Gurunda kami, Ustadz Syihabuddin Abdul Muis, pernah menuturkan kepada kami, bahwa suatu ketika ada salah seorang Maha Guru (Syekh) dari Arab Saudi yang hendak berkunjung ke Indonesia dan berencana mampir sejenak ke pesantren kami di Kampung 2 Menara. Benar-benar ‘sejenak’ dalam arti sesungguhnya, karena dari apa yang disampaikan kepada beliau, Syekh ini tadi hanya bermaksud bertamu dalam hitungan 1 atau paling banter 2 jam saja, sebelum melanjutkan penerbangan ke tujuan berikutnya.


Sempat timbul rasa heran di hati beliau. Sejauh itu, menempuh jarak kurang lebih 8000 km, untuk kemudian sekedar bertatap muka dalam durasi amat singkat, tentu terasa amat kurang, bukan?


Namun apa daya. Di hari-H, dengan segala ketetapan Allah, Gurunda kami tetiba punya urusan nan mendadak sehingga harus pergi ke luar kota, dan gagal melangsungkan seluruh hajat niatan di atas.


Barulah ketika melaksanakan ibadah Umroh, beliau menyempatkan untuk sowan langsung ke kediaman sang Maha Guru, menyambung silaturrahmi, memohon keberkahan, sembari menghaturkan maaf karena batal bertemu di hari tersebut.


Disitulah kemudian tersibak seluruh tabir yang selama ini menjadi tanya beliau. Sang Syekh mengatakan, “Wallahi (demi Allah), saya ingin bertemu engkau wahai Syihabuddin, bertatap muka walaupun hanya sejenak, karena uhibbukum fillah … ”


Uhibbukum Fillah. Aku mencintaimu karena Allah. Ungkapan yang mewakili betapa besarnya rasa cinta serta ukhuwah dari sang Syekh untuk beliau. Sehingga perbedaan jarak dan perjuangan menempuh waktu tak lagi berarti apapun jua.


Dan memang begitulah seharusnya, kawan. Pertemuan tak selamanya harus berujung pada ide-ide besar, atau gagasan-gagasan nan revolusioner. Pertemuan adalah pertemuan. Momentum bagi kita untuk duduk bersama, bertukar cerita, sembari menyesap minuman hangat masing-masing. Aku dengan secangkir coklatku, dan engkau boleh jadi dengan segelas teh ataupun kopi kesukaanmu.

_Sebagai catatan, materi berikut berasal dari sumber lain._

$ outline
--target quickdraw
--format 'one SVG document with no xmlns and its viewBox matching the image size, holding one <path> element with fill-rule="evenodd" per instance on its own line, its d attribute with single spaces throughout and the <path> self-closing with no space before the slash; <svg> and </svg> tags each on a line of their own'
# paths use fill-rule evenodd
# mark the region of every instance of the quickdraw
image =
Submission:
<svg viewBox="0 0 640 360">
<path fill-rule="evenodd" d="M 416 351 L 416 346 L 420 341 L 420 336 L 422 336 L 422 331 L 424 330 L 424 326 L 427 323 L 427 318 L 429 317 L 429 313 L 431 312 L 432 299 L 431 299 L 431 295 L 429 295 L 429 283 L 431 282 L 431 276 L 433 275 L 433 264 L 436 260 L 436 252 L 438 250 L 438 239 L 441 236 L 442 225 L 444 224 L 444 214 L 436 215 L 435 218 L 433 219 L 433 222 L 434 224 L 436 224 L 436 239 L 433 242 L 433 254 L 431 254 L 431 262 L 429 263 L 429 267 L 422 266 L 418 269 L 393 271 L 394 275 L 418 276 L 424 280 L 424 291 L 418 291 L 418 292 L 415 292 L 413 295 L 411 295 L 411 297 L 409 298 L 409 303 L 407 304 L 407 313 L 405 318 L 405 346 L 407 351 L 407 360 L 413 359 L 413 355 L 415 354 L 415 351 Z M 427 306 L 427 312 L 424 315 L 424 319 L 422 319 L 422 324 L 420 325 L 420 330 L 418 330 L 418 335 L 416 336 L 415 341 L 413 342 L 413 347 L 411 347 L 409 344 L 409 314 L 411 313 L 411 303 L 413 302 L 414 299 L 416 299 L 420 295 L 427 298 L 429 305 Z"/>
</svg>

Kita bertemu karena lama tak berjumpa. Saling perduli, tahu sama tahu, bahwa ada  rindu yang kadung membuncah, memanggil semua kenangan hangat yang tercipta selama berjuang bersama di masa putih abu-abu dulu. Tak cukupkah?


Jadi @pasukanlangit, kapan kita reuni? Syawal ya?